On Tap: The Caledonian 80/- is superb. Named for the beer's former tax rate—eighty shillings, based on alcohol content—this is a smooth amber beauty with a fruity nose and malty flavor. It's also mild in alcohol (4.1 percent).
On the Tee: Edinburgh abounds with golf, but go to the course the brewery favors for its outings, Craigmillar Park (craigmillarpark.co.uk), a 1927 James Braid layout that, naturally, has the 80/- on tap in the bar.

Perth, Perthshire; 011-44/1738-449-448, inveralmond-brewery.co.uk
The brewery's warehouse setting isn't much to look at from the outside, but Inveralmond is putting some fine ales in the glass. "Our motto is: 'We drink what we can and sell the rest,'" says Ken Duncan, the head brewer. "But we actually take our mission seriously, brewing great beers for a great people, trying to give them a taste of tradition." A visitors lounge may open as early as this summer. In the meantime, Duncan says, "people are welcome to call in and have a look around. We're good for a few pints."
On Tap: Go for the Lia Fail. A dark, traditional Scottish ale (4.7 percent alcohol), this brew is satisfyingly robust. It's fittingly named after the Stone of Destiny—the coronation stone of the Kings of the Scots, taken to England in 1296 and returned seven hundred years later.
On the Tee: Only a traditional course will do, so try King James VI Golf Course, named for the last king of Scotland, who is said to have played golf in these parts. Tee times have to be carefully planned, however, because the parkland course sits on Moncrieffe Island, surrounded by two arms of the tidal River Tay.

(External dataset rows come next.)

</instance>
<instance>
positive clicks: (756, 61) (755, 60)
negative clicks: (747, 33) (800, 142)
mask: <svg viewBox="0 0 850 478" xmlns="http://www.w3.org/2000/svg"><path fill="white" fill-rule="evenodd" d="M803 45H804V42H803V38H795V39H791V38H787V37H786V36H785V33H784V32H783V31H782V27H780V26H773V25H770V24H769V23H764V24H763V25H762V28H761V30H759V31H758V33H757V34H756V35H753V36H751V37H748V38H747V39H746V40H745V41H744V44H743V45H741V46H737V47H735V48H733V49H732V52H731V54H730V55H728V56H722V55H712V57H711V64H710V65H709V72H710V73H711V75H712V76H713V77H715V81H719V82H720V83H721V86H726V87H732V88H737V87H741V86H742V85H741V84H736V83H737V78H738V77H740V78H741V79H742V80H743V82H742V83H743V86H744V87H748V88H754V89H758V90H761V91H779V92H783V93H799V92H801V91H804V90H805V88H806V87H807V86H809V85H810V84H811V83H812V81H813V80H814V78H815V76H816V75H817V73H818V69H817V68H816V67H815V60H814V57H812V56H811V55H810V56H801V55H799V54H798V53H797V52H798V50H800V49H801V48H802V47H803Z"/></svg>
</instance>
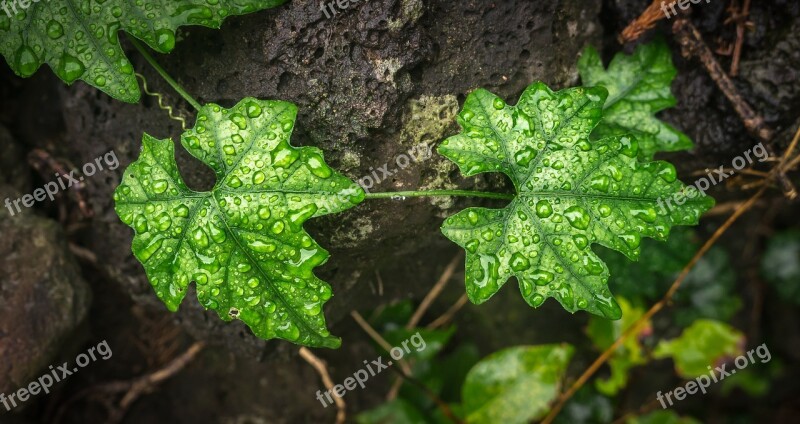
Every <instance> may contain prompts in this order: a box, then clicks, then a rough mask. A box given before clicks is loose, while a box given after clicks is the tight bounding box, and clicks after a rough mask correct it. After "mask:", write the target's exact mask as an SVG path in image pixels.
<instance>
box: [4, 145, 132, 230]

Kinlochleven, Argyllshire; 011-44/1855-831-111, atlasbrewery.com

Though seven hours apart, the Atlas and Orkney breweries recently merged into the Highlands & Islands company. Both breweries are quite small—the Orkney facility is run out of a former schoolhouse, while Atlas operates in a Victorian building that was once part of Kinlochleven's aluminum-smelting industry. "Our office is quite pungent at times, but I love the smell of the mash in the morning," says Jane Morrison, the customer manager at Atlas. Visitors, she says, sometimes get a chance to help with a brew cycle, "although you'd probably not want to come on a day they're just washing kegs."
On Tap: Order a round of Three Sisters Scottish Ale. At 4.2 percent alcohol, this is an excellent "session" ale, meaning that unlike more alcoholic beers it can be drunk in a rather large quantity (over conversation, say) for an extended period of time. It's ruby in color, toasty and typically malty.
On the Tee: Little-known Traigh Golf Course (traighgolf.co.uk), a classic seaside nine-holer, is sixty miles away in Arisaig but worth the drive. Named after the Gaelic word for beach (and pronounced "try"), the course offers views of the Inner Hebrides, including the mountains of Skye.

Quoyloo, Orkney; 011-44/1855-831-111, orkneybrewery.co.uk
On Tap: The Skullsplitter is a must. Named for the seventh Viking Earl of Orkney, Thorfinn Hausakluif, or Skullsplitter, who ruled in the mid-900s, this assertive ale is aptly named—it carries an alcohol content of 8.5 percent.
On the Tee: The stark beauty of the Orkney Islands lends itself to spectacularly scenic golf. Play either the Kirkwall or the Stromness course (golforkney.co.uk) and breathe in a lungful of the pure coastal air.